Sunday, August 11, 2013
The Real Technicality
The Real Technicality
At A Public Defender, Gideon offers a blurb from the concurrence of some otherwise unremarkable Connecticut opinion that sums up one of the nasty little sucky secrets of the system.
ROGERS, C. J., concurring. I agree with the majority’s conclusion in part II of its opinion that appellate review of a waived constitutional claim that the jury instructions failed to include an essential element of the crime charged is barred by this court’s decision in State v. Kitchens, 299 Conn. 447, 482–83, 10 A.3d 942 (2011). I write separately to emphasize that it is an unanswered question whether such claims are subject to plain error review. Because the defendant in the present case did not seek plain error review, however, I leave that question for another day.
And in his finely-honed way, Gideon explains the significance of the concurrence:
Those 6 lines make me want to throw up.
While defendants are often accused of trying to avoid responsibility by use of that dreaded technicality, the Constitution, few people point out that the real technicality is embodied by this concurrence: that a defendant can be imprisoned, even executed, because a court was able to avoid doing its duty of determining whether he was convicted in accordance with law based upon lack of preservation. Lack of preservation is the ultimate technicality, that a lawyer failed to raise, object or sufficiently explain an argument, so that the reviewing court can simply ignore a constitutional deprivation.
You want technicalities? You got ‘em. While some might argue that one of the roles, perhaps the most critical role, of the neutral magistrate is to assure every defendant that his constitutional rights are protected, despite any failing, incompetence, tactical error of a lawyer, courts see it completely differently. Miss an objection to a horribly erroneous jury charge the omits a necessary element of a crime? You are screwed. The judges chuckle over the easy decision, saving their energies for those cases that require them to think long and hard about how to affirm the conviction.
The point has been made here before, but is worth making again. Preservation is the cheapest excuse for a court to fail to do its duty.
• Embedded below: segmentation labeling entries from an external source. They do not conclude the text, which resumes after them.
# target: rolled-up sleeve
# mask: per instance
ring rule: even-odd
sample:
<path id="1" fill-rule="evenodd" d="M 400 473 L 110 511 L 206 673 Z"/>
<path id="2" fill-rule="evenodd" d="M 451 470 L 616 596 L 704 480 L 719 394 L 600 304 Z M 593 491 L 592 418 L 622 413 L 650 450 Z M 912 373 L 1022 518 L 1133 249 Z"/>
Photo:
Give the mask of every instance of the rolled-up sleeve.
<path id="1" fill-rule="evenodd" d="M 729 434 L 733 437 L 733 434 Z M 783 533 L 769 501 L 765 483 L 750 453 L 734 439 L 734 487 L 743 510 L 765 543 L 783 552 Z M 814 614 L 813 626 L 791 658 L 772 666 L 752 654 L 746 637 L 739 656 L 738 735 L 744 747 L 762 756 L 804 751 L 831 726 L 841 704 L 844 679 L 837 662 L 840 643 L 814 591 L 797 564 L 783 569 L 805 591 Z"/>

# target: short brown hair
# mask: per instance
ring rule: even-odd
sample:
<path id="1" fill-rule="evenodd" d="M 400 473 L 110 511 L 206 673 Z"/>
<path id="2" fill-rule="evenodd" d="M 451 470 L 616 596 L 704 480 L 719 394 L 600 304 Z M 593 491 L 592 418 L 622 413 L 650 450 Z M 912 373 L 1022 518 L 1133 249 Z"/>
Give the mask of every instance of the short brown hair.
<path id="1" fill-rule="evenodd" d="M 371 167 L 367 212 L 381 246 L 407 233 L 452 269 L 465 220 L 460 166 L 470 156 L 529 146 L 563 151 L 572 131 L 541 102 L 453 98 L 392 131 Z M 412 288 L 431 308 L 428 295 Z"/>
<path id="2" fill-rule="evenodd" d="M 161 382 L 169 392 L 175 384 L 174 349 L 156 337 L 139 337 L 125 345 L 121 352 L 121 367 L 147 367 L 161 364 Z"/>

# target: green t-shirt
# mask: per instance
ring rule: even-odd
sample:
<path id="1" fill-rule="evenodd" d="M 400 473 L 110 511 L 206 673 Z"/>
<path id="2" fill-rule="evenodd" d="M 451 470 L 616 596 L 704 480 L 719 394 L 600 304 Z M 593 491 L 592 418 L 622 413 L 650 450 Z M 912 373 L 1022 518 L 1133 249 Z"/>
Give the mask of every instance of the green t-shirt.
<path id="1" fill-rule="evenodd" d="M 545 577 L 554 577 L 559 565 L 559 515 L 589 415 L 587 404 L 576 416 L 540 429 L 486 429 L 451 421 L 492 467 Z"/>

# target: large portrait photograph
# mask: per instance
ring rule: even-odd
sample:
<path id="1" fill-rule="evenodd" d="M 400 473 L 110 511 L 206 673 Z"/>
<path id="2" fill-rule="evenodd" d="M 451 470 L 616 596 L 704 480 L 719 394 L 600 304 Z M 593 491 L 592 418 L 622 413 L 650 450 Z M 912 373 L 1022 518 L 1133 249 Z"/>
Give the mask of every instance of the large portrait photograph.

Preservation is intended to provide fairness to the judge below, to protect her from the stigma of reversal for an error that was never claimed or presented, and hence she had no opportunity to avoid. But nowhere in the Constitution do we find anything about the rights of judges to fairness or protection. And certainly, no notion of fairness to judges can be said to trump the rest of those express rights that are provided defendants. How did preservation come to trump all else?
There is an ugly, cynical side to preservation that is hidden behind this fairness notion. This is particularly true when you remember that the first level appellate courts maintain the power to review anything they want to review, making preservation an announcement that they have affirmatively chosen to ignore injustice and error.
Most of the time, judges will make at least the minimal effort to couch their reliance on lack of preservation in rhetoric that makes it appear less than wholly unprincipled and slightly legitimate. But in the example Gideon offers, it is flagrantly held out as a “gotcha” to escape the hard work of adjudicating.
The lawyer screwed up. The lawyer waived it at trial, then left it out of his appellate brief. Hah! Now, per Rogers’ concurrence, we can affirm without even pretending to care that a defendant has been denied his constitutional rights. Gotcha!!!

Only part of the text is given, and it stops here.